City products of right-angled buildings and their universal groups

TL;DR

This paper introduces city products of right-angled buildings, constructs their universal groups, and demonstrates that different buildings can have isomorphic universal groups, revealing new insights into their large-scale geometry.

Contribution

It defines city products of right-angled buildings, constructs their universal groups, and shows these groups can be isomorphic for non-isomorphic buildings, expanding understanding of their symmetry properties.

Findings

Universal groups of city products relate to component buildings and Coxeter diagrams.

Existence of non-isomorphic buildings with topologically isomorphic universal groups.

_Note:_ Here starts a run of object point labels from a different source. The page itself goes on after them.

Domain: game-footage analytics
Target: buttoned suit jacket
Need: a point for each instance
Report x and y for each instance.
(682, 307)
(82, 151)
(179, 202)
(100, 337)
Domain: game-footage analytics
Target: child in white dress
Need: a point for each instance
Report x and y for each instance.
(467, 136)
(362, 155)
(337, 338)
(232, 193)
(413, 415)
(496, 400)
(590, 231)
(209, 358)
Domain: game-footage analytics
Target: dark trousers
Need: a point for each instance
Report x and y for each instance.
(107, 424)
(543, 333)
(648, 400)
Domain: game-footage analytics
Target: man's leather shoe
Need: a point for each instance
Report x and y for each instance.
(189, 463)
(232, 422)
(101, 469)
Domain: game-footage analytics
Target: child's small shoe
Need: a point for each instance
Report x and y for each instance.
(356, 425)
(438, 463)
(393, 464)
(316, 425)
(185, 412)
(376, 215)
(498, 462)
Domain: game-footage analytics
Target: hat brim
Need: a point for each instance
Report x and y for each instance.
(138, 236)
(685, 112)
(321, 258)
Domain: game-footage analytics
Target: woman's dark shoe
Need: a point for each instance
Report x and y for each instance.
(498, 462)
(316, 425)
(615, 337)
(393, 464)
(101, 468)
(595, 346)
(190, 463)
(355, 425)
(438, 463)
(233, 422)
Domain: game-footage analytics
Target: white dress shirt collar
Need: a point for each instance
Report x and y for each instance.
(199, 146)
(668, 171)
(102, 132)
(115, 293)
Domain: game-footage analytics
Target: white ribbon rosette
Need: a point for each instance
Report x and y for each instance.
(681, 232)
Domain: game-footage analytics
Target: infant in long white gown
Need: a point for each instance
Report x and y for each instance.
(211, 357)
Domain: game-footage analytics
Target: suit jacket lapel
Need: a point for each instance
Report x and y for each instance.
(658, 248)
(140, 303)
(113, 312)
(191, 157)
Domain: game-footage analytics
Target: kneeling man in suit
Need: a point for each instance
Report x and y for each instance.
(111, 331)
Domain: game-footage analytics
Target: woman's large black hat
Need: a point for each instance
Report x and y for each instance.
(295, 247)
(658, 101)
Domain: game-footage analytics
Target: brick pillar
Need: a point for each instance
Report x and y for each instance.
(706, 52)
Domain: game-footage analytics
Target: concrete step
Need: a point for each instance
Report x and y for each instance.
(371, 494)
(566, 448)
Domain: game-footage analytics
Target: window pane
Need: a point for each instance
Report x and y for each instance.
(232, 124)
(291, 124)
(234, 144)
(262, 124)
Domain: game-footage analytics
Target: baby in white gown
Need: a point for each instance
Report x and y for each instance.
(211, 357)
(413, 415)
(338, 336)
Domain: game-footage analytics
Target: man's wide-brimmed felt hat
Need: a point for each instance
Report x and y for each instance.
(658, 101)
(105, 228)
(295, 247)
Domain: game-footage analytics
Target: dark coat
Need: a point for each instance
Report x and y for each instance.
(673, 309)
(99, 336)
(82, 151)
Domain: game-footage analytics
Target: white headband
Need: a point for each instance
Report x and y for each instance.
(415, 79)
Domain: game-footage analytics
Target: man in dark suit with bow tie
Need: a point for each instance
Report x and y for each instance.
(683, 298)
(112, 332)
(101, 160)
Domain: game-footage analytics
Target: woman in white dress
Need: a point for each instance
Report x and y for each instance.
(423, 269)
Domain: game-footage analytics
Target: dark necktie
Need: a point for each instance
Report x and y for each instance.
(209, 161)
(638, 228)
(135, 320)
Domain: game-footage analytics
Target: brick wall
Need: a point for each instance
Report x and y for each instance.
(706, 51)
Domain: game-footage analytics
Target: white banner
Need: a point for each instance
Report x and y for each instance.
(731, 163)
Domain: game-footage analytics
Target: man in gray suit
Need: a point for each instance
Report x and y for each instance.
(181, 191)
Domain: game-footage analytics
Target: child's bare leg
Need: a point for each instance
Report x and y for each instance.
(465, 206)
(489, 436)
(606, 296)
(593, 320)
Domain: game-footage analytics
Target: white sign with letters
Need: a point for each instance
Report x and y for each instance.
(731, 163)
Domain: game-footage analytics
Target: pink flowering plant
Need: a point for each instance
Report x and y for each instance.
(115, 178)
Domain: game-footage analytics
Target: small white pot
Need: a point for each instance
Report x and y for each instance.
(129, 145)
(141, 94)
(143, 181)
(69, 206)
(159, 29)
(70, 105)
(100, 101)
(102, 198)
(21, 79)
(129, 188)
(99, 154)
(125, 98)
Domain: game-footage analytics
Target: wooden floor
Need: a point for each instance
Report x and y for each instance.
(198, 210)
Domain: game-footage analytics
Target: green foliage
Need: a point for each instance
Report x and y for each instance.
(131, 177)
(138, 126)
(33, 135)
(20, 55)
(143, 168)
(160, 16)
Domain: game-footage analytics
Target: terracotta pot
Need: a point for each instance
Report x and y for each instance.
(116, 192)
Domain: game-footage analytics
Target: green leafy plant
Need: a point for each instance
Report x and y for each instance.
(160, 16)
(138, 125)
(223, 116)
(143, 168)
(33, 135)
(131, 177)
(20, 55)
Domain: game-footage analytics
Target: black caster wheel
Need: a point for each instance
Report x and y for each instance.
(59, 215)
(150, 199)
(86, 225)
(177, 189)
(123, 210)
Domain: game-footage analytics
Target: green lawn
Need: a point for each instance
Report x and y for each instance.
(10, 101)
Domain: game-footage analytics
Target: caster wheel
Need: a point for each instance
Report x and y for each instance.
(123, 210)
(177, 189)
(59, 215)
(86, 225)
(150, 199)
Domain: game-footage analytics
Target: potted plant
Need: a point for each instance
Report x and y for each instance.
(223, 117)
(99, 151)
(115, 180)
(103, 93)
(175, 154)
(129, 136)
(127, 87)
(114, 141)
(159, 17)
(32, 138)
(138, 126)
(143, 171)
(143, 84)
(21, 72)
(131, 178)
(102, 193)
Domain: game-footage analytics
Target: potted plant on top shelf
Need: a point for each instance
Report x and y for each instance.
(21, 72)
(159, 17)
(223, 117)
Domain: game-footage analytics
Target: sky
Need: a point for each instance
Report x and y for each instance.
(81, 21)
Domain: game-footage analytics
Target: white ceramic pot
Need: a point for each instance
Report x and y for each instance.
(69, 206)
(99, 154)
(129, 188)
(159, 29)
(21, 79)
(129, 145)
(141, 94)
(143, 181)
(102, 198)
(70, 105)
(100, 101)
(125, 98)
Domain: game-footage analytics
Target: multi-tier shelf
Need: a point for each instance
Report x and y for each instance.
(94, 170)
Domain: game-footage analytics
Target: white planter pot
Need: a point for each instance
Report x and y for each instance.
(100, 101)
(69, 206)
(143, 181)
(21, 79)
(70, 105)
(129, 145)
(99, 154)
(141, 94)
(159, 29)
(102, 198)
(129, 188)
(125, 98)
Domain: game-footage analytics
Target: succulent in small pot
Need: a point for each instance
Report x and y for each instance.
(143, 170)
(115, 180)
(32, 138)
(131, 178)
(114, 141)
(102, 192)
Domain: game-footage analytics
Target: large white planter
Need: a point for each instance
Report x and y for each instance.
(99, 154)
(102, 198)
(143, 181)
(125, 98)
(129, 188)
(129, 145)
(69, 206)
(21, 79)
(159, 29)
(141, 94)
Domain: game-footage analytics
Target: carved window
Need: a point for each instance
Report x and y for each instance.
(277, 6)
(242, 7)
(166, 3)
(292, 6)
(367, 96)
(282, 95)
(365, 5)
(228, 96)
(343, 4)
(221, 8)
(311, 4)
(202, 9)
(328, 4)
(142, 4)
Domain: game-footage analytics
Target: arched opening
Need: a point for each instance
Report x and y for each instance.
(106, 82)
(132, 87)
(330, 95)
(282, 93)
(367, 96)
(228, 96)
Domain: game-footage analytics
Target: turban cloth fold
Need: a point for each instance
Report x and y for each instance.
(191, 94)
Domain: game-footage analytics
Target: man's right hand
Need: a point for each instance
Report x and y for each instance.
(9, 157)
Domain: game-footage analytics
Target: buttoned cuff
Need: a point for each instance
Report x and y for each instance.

Generalization of previous examples of universal group isomorphisms.

Abstract

We introduce the notion of city products of right-angled buildings that produces a new right-angled building out of smaller ones. More precisely, if $M$ is a right-angled Coxeter diagram of rank $n$ and $\Delta_1,\dots,\Delta_n$ are right-angled buildings, then we construct a new right-angled building $\Delta := \mathrm{cityproduct}_M(\Delta_1,\dots,\Delta_n)$. We can recover the buildings $\Delta_1,\dots,\Delta_n$ as residues of $\Delta$, but we can also construct a skeletal building of type $M$ from $\Delta$ that captures the large-scale geometry of $\Delta$. We then proceed to study universal groups for city products of right-angled buildings, and we show that the universal group of $\Delta$ can be expressed in terms of the universal groups for the buildings $\Delta_1,\dots,\Delta_n$ and the structure of $M$. As an application, we show the existence of many examples of pairs of different buildings of the same type that admit (topologically) isomorphic universal groups, thereby vastly generalizing a recent example by Lara Be{\ss}mann.